Viel zu schnell dämmert es. Zwei Männer sind mit Anhänger zu den Überresten einer Beach Bar gekommen und schaufeln Sand in Säcke, die sie dann in einen Anhänger laden. "Es gibt zu wenig helfende Hände", klagen sie. "Jeder versorgt sich selbst. Wir wollen aber unsere Schule vor dem Hochwasser schützen."

Eltern mit Kinderwagen, Jogger, Fahrradfahrer, Schaulustige und Besorgte - sie alle zieht es im Laufe des Tages immer wieder ans Ufer. Manchmal sogar mehrmals, wie Joanna Kalczewska: "Ich war heute früh schon hier, da war noch etwas weniger Wasser. Vor allem war aber die Strömung nicht so heftig wie jetzt", sagt sie. Die Sorge in ihrer Stimme ist deutlich zu hören. Eine zweite Katastrophe wie 1997 will sie nicht erleben. 

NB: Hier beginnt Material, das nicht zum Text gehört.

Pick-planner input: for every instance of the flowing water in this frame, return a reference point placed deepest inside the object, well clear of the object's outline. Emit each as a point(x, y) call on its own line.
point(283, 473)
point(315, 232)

Zwei Frauen am Ufer eines Flusses
Zwei Frauen am Montagabend am Ufer der Oder in Breslau Bild: Marta Thor/DW

Langsam legt sich die Nacht über die Stadt. Viele Einwohnerinnen und Einwohner können nicht schlafen. Bis spät in die Nacht hinein wandern sie immer wieder ans Wasser. Vergewissern sich, wo das Wasser gerade steht. Und hoffen, dass die große Welle doch nicht so verheerend wird, wie befürchtet.

In der Nacht dann wird Wasser aus einem Rückhaltebecken bei Mietkow, südwestlich von Breslau, in den Fluss Bystrzyca abgelassen. Das führt Stunden später zu einer Überflutung der Wohnsiedlung Marszowice im Nordwesten Breslaus. Das Militär ist seit der Nacht dabei, in der Siedlung Schutzwälle mit Sandsäcken zu stärken. Und da ist die erwartete Flutwelle noch nicht einmal angekommen.